Peter Obi and Rabiu Kwankwaso formally joined the Nigeria Democratic Congress in Abuja on Sunday, taking membership cards from Cleopas Moses Zuwoghe in a move that puts two of the country’s best-known opposition figures under one party banner.
Kwankwaso said the pair came to speak with NDC stakeholders about the party and its ideology, and said they found their beliefs aligned. He urged Nigerians to register with the party before the deadline for membership registration, a signal that the NDC is already trying to turn the weekend ceremony into an organizing push ahead of the 2027 general elections.
Obi, the 2023 presidential candidate, used his remarks to press a different point: stay out of court. “Let there be no litigation. Party members, please don’t go to court. We are not lawyers. We don’t want to spend our time on litigation,” he said. He added that the party wants to build a government that will rebuild Nigeria and make the country liveable, saying it should ensure that Nigerians are living with no fear.
The appeal to discipline matters because coalition politics in Nigeria has been defined as much by internal disputes as by election campaigns. Obi also said the NDC wants to build a country where “a child of nobody can be somebody without knowing anybody,” language aimed squarely at voters worn down by insecurity, exclusion and the sense that politics works only for insiders.
There was, however, a sharper edge to the day’s politics outside the ceremony. The Nation reported that Salihu Moh. Lukman had warned Rabiu Musa Kwankwaso against plans to leave the ADC, in a letter titled “You Can’t Run Away from Yourself.” The letter, according to the report, referenced Obi and reports that Kwankwaso and Obi were exploring political realignments with the NDC and the Peoples Redemption Party.

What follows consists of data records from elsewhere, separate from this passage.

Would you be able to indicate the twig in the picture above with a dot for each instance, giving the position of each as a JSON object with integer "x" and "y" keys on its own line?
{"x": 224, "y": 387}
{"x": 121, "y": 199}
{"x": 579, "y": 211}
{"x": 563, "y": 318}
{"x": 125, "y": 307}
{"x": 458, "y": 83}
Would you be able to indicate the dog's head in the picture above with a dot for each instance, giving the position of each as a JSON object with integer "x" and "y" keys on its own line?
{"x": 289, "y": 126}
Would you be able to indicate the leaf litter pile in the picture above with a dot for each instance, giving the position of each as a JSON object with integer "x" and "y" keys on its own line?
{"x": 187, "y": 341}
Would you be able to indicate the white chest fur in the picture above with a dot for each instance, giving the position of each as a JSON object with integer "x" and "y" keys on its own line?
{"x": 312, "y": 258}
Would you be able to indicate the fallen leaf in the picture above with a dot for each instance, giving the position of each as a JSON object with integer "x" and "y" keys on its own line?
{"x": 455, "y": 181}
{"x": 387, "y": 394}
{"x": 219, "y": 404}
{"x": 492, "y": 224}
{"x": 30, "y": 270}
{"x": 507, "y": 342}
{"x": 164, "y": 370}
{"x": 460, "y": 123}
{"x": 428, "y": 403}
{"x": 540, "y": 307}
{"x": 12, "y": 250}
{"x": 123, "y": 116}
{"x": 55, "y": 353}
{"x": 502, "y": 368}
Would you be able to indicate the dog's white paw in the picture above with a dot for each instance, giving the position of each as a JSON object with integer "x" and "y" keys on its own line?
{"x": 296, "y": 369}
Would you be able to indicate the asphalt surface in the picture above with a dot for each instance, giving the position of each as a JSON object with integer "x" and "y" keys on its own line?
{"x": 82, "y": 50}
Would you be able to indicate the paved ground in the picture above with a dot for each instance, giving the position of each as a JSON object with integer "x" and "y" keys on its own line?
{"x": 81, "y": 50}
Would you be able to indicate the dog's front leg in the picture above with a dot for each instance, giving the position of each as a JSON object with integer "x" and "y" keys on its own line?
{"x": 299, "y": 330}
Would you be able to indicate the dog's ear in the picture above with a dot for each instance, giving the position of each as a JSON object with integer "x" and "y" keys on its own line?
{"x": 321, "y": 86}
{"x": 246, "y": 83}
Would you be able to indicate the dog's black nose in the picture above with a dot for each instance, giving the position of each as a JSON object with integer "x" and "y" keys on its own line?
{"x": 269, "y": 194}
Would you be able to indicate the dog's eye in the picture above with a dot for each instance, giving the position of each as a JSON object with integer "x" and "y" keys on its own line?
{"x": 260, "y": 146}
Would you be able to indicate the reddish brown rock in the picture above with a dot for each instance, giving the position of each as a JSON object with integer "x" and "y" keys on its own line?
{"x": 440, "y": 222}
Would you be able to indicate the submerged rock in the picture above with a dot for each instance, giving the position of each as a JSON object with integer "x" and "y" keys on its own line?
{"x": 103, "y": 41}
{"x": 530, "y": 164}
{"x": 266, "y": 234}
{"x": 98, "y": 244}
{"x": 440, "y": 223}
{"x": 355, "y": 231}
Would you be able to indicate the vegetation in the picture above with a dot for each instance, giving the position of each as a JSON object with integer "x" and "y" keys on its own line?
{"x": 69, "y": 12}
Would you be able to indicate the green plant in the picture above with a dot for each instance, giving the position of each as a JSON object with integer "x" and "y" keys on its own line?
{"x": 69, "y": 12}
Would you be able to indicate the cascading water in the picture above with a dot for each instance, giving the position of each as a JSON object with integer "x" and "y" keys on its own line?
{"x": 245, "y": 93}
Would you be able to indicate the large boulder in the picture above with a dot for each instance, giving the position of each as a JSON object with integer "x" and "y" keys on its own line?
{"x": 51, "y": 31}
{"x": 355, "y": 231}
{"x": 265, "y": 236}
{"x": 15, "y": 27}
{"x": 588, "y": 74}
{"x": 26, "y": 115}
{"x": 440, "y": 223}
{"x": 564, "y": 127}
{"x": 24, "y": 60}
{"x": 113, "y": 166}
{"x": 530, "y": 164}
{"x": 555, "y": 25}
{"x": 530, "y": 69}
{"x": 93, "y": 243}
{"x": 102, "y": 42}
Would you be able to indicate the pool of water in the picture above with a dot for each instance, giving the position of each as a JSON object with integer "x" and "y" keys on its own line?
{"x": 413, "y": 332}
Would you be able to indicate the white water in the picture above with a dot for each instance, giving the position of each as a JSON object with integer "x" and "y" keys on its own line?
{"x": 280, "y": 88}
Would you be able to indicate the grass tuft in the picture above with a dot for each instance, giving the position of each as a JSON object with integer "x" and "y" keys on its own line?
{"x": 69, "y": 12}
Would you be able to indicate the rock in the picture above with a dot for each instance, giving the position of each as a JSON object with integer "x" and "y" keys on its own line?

That backdrop suggests the new alignment is not only about building strength, but also about managing suspicion from within opposition ranks.
Obi’s insistence on avoiding litigation reflects a long-running problem in Nigerian opposition politics, where court battles have repeatedly drained energy from organizing. He said, “We are pleading with the judiciary. Please end cases in party so we can face the job of building a new Nigeria that is possible,” and added that he was not desperate to be president, vice president or Senate president, but desperate to see a Nigeria where people can live in dignity.
After the public appearance, Punch reported that Obi and Kwankwaso later held a closed-door meeting with NDC leaders at the Abuja residence of Seriake Dickson in Guzape. That follow-up matters because it shows the Sunday appearance was not just a symbolic handover of cards. It was the start of a deeper political conversation about whether the NDC can hold together long enough to matter in 2027, or whether the familiar forces of ambition and litigation will pull it apart before the campaign even fully begins.